If we have free will then any wrong we do, we do it knowing the risk that we could suffer terribly for it. For example, stealing an apple could lead to a person hating you forever and the hatred could increase to the degree that the person does something horrible to you. If you are free then it is true to say that you have consented to whatever bad results come from your action merely by doing it. Thus you deserve what you get no matter what it is. It would be evil to hate or punish the person who cuts off your hand for stealing a sweet as long as the person does not do it just for that but also because you willed it before. One person has to come first and it is not the one who chose the evil. Incidentally, this proves that the Catholic doctrine of venial sin - sin that is not bad enough to cost you God’s friendship – is an absurdity. Nobody can mean to commit a mere venial sin. The answer to those who say that you cannot punish everyone who sins as you please for we will all be dead is again answered by saying that the people must vote and legislate for the limits.

The notion that we have free will now is bad therefore belief in God is evil. It is a crime against decency to propagate it.
 
God would not want us to believe in free will if he existed and he would not have made us if he did.
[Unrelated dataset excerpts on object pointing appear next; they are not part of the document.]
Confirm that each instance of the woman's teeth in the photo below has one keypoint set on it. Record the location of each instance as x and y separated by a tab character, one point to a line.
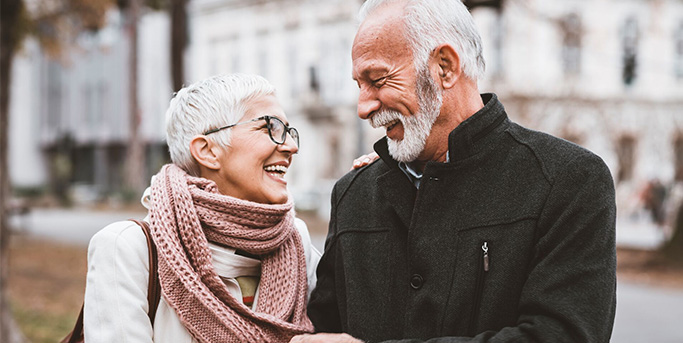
276	170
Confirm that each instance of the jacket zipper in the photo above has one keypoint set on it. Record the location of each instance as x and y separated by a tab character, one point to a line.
484	267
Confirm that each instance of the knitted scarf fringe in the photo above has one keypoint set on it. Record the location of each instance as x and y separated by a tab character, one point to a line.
186	213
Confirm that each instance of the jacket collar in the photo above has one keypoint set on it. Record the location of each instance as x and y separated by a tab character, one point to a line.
463	140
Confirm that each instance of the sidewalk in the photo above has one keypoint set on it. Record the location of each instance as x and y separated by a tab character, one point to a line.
638	233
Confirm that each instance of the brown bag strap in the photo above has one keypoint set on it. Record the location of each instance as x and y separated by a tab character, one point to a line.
153	287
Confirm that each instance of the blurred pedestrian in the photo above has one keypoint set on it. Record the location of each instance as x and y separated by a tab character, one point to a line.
469	228
235	265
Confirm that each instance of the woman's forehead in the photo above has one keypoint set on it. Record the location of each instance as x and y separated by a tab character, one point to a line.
264	105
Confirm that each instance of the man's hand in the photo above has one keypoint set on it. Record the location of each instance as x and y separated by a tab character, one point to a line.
364	160
324	338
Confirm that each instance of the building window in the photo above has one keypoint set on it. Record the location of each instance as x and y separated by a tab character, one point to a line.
497	37
626	152
678	50
678	157
629	39
571	43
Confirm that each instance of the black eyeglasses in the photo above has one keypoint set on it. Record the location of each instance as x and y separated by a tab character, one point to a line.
277	130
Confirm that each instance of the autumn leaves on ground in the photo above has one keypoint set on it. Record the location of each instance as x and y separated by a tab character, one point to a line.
47	282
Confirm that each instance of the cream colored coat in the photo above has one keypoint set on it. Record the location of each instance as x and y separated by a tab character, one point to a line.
116	288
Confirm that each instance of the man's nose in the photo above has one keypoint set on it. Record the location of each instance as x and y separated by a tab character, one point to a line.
367	104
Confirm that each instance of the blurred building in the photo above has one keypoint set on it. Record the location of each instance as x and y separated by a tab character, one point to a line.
605	74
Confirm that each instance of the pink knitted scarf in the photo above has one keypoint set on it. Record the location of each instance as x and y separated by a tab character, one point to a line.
186	213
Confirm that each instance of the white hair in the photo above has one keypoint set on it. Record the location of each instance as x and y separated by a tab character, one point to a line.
429	23
209	104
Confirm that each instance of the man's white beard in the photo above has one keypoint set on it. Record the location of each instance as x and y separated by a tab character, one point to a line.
416	128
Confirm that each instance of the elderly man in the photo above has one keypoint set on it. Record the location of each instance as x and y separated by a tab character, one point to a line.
469	228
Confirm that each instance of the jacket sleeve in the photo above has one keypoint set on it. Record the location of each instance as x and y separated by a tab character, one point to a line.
570	292
323	309
116	288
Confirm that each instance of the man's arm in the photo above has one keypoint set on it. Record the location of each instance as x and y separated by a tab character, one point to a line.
323	309
570	292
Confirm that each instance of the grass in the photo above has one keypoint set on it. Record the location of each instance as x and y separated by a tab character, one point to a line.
46	286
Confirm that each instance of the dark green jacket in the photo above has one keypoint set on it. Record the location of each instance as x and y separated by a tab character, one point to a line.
402	263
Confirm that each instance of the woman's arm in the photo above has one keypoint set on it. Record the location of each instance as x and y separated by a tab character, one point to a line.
116	287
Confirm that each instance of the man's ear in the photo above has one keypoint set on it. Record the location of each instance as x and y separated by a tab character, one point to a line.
448	63
204	152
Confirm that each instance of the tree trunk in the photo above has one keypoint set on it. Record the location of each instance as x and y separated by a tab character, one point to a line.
673	249
135	173
10	11
178	42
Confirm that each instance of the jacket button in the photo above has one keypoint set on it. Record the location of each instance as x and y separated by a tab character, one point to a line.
416	281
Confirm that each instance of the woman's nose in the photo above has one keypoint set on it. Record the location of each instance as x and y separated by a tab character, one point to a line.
290	145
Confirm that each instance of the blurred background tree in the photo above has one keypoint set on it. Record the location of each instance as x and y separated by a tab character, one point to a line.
56	24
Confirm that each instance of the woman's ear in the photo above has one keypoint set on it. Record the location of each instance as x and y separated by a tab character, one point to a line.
448	63
204	152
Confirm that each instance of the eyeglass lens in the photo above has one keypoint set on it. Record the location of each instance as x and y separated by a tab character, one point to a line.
278	131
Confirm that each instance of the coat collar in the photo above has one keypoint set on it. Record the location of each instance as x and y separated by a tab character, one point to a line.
464	141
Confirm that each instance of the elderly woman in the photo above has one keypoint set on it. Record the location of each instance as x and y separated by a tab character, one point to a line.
234	263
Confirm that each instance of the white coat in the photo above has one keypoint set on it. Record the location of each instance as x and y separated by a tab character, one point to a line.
117	282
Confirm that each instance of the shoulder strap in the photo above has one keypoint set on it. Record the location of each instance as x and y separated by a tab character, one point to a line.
154	287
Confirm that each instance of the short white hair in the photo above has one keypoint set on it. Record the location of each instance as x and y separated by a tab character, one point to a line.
209	104
429	23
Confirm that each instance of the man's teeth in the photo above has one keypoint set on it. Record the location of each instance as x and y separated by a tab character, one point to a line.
276	169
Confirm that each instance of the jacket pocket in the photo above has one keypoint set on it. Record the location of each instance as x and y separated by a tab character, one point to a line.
482	272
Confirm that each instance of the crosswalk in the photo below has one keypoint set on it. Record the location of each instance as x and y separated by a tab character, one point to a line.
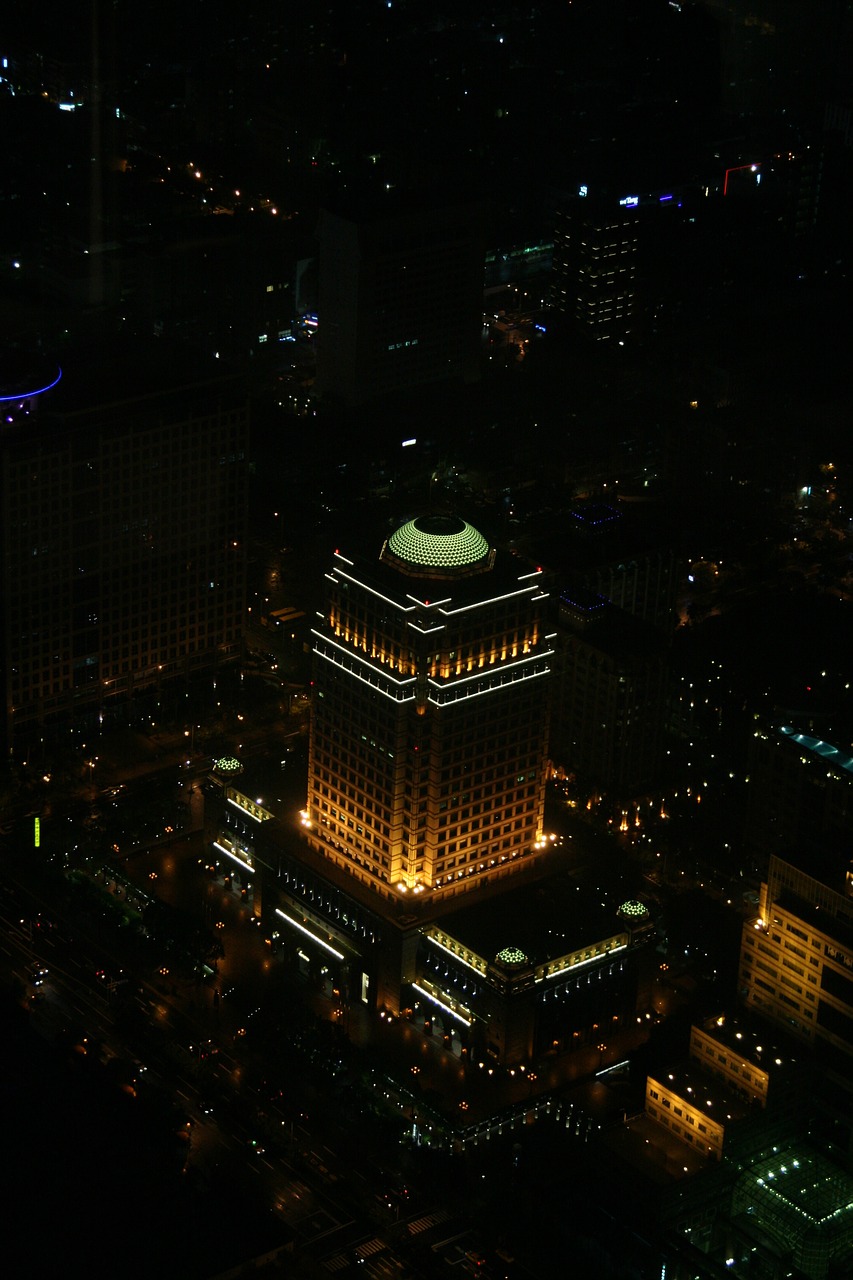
361	1251
423	1224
So the wickedness of subscribing to the doctrine proves that there is no God.
 
Knowledge and Persecution

Religion maintains that if there is no free will we cannot know if anything is true or false because we are just programmed and unless there is a God we cannot know if we were programmed right. The sceptic must be unable to use his free will for he does not believe and think that he is programmed. This scepticism must be the biggest crime of the lot if there is no love without free will as the believers say. Thus the doctrine of free will sanctions the destruction or the incarceration of the sceptic. It is better for a sceptic to be killed than for him to make a convert even if life is the ultimate right for if life is the ultimate right then anybody who teaches determinism is preventing people from knowing this and that is evil. The determinist is a threat to morality and everything else and even to science and for the sake of life being the ultimate value he has to be eliminated. But despite our being determined we know that fire burns us. The fact that we had no intelligent programmer does not mean we know nothing but only think we do. We learn from experience not from programming. It is interaction with reality that produces the programming for heaven’s sake.
 
Indirect Responsibility?
 
Would believing that we chose what we were going to be like before we came into this world even if we don’t have free will now improve the doctrine? That way we would be indirectly responsible for the evil we do. But still as much responsible as we would be directly. It makes it no better.
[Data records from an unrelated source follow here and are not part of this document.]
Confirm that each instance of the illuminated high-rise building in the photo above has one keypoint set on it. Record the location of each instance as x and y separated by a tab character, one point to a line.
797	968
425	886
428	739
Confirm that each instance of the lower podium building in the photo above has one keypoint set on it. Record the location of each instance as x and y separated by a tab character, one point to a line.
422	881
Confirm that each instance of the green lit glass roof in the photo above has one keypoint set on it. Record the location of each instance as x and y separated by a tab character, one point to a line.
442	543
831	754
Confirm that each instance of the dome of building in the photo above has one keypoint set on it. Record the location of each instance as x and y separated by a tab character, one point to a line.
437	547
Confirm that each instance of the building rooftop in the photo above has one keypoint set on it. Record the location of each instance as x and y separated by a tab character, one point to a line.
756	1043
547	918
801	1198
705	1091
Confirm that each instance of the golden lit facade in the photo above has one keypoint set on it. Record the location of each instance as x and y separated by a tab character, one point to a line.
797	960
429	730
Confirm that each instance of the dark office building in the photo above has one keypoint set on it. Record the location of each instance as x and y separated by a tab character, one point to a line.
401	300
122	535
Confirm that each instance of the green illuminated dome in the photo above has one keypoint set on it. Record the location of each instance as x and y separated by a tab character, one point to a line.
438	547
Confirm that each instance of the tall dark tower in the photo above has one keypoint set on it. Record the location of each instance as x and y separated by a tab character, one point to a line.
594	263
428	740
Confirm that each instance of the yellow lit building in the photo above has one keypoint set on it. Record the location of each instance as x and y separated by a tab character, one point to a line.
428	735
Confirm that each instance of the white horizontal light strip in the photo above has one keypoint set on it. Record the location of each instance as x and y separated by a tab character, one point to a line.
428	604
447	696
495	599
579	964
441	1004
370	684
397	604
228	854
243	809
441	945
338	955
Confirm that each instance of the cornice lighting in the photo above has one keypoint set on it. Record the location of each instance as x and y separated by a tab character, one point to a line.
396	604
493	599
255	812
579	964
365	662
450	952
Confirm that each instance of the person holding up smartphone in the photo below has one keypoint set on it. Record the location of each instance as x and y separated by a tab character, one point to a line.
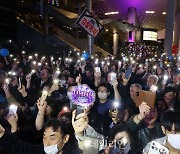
144	127
170	122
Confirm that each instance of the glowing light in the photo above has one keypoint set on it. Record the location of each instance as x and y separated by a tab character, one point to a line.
111	13
150	12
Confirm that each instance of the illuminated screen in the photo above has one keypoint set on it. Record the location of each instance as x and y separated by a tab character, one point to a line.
149	36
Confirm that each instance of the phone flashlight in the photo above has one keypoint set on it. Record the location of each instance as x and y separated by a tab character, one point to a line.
154	67
39	64
30	57
65	109
34	62
87	143
153	88
13	109
115	104
55	81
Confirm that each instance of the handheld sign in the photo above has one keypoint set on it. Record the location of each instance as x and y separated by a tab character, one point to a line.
89	23
145	96
83	95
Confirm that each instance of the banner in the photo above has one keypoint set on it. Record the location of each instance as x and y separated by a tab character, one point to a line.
89	23
83	95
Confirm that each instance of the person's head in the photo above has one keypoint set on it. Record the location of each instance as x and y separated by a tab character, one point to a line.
103	91
45	73
134	89
53	108
119	136
56	135
170	123
152	80
169	95
151	118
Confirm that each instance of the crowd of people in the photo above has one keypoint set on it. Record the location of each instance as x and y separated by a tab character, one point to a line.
38	115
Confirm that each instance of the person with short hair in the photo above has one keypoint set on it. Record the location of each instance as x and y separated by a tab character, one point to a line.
56	139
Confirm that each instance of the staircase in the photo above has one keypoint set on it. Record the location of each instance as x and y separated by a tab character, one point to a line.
78	44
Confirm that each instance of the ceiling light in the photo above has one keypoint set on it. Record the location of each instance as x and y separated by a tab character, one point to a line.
111	13
150	12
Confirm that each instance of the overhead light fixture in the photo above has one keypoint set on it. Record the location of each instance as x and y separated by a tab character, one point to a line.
111	13
150	12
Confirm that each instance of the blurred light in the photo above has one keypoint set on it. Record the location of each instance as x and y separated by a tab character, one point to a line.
87	143
150	12
164	13
116	104
111	13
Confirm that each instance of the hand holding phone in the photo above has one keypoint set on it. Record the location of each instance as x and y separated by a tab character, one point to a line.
128	73
157	148
20	83
43	97
113	76
13	109
79	110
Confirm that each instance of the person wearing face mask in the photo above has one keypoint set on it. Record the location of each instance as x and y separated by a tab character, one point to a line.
56	140
144	127
99	114
119	140
170	122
You could act as if we are (or at least were) free.
You could act as if we are determined.
You could do both and meet them both half way all the time.
 
You could act as if we are all free when somebody murders or does something terrible and the rest of the time act as if we are not free. You could use the third option in neutral situations when it does not matter which you choose to follow. But to mix and match like that is dishonest. If it is right to punish murderers as if they were free agents then it is right to punish them for other crimes as well. Only 1 and 2 is an option.

If you compromise between the first two options and go for 3 then you would send a person to jail to pay for their crime as in retribution but make them pay half of that and the rest of the sentence would be for some other reason that a determinist can agree with such as rehabilitation. You would have to half-forgive people. You would be treating them as victims of fate and the other half of you would be treating them as wicked.

When belief in free will is bad and free will is bad then it follows that God was bad for having given it to us for we cannot love with it and we should be trying to eliminate it.

Free will does not exist if the religious idea that we sin all the time is true so they are calling God cruel and condoning that cruelty.